Hepsi çileler çekmişti.
Darbeleri yaşamışlardı.
Kiminin vatana, millete çok büyük emekleri vardı.
Elbette hatalar da yaptılar ama sonuçta Türk Siyasetine damga vurmuşlardı.
Bu dört ismin içinde en farklı olanı dün vefat eden merhum Necmettin Erbakan Hoca idi.
Türk Siyasetinde “kadayıfın altı kızardı” sözüyle unutulmaz bir anı bırakmıştı.
Tek davası vardı Erbakan Hoca’nın; Milli Görüş.
Yılmadı.
Bu davası için tırnaklarıyla kazıyarak bir yerlere gelme çabasındaydı.
Partileri kapandı, asker onu hiç rahat bırakmadı.
Ama onun azmi hiçbir siyasetçide yoktu.
Son nefesine kadar siyaset yaptı.
Hataları oldu mu?
Tabii ki olmuştur.
O da bir insandı çünkü.
Ama biz şimdi bir merhumun arkasından kem konuşmayız.
Bizim kültürümüzde yoktur.
Çünkü sonuçta zalim değildi, gaddar değildi. Alnı secdeli bir siyasetçiydi.
Belki de Türk siyasetinin en efendi, en naif ve en zarif adamıydı.
Sözleriyle kimilerini üzüyordu ancak o özelliklerini yitirmiyordu.
Ben onun geçmişini anlatacak değilim.
Herkes gayet iyi biliyor.
Şunu belirtmek isterim; biz alnı secdeye değen kim olursa olsun ona rahmet okumak zorundayız.
Onu ilk Giresun’da görmüştüm. MHP ile birlikte seçime gittiklerinde Giresun’a mitinge gelmiştim.
Zaten o miting benim ilk ve son mitingimdi.
Her zamanki gibi geç gelmişti.
Hak da vermek gerekir siyasetçilere; o kadar yol kat ediyorlar.
Bir kez de İskenderpaşa’da bir düğün töreninde rastlamıştım.

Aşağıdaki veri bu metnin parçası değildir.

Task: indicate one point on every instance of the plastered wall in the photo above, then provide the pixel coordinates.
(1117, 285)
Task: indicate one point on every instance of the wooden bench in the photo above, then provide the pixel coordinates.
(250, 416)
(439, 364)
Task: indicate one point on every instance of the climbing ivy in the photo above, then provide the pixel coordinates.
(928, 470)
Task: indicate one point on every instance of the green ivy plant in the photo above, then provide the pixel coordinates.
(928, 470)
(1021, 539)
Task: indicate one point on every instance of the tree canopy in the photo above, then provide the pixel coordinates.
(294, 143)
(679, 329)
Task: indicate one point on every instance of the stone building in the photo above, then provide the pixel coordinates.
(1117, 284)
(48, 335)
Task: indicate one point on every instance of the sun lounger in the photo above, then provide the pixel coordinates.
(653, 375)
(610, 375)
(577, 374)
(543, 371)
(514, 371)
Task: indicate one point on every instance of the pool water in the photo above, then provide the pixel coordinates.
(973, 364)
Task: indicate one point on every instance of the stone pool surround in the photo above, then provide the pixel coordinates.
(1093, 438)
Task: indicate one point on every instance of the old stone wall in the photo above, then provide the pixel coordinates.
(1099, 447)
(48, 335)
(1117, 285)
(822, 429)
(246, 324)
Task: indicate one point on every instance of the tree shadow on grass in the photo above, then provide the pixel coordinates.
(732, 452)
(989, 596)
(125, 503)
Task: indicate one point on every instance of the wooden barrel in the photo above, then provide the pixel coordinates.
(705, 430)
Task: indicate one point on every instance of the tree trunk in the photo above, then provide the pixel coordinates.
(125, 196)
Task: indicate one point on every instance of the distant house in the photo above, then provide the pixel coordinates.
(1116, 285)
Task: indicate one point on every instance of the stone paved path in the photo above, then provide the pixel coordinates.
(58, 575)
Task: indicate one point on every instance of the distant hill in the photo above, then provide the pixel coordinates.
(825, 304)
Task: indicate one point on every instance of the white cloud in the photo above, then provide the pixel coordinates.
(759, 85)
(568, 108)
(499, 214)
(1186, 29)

O da oradan su içmiş ve oranın havasını teneffüs etmişti.
Rahmetli Mehmed Zahid Kotku Efendi’nin sohbetlerinde bulunmuşluğu vardı. Tıplı Turgut Özal gibi.
İskenderpaşa’nın havasını teneffüs edenler bir fark koymuşlardır ortaya.
O mübareğin tavsiyeleriyle hem Özal hem de Erbakan siyaset yaptılar ve Türkiye’ye bir şeyler kazandırmanın çabasındaydılar.
Siyasi rakipleri yalan yanlış haberler yaydı, iddialarda bulundu. Ona zamanında çok bir vakti kaç kere kılıyor dediler.
Hatta ona yobaz dediler, dalga geçtiler fakat bu onları hiç kaale almadı.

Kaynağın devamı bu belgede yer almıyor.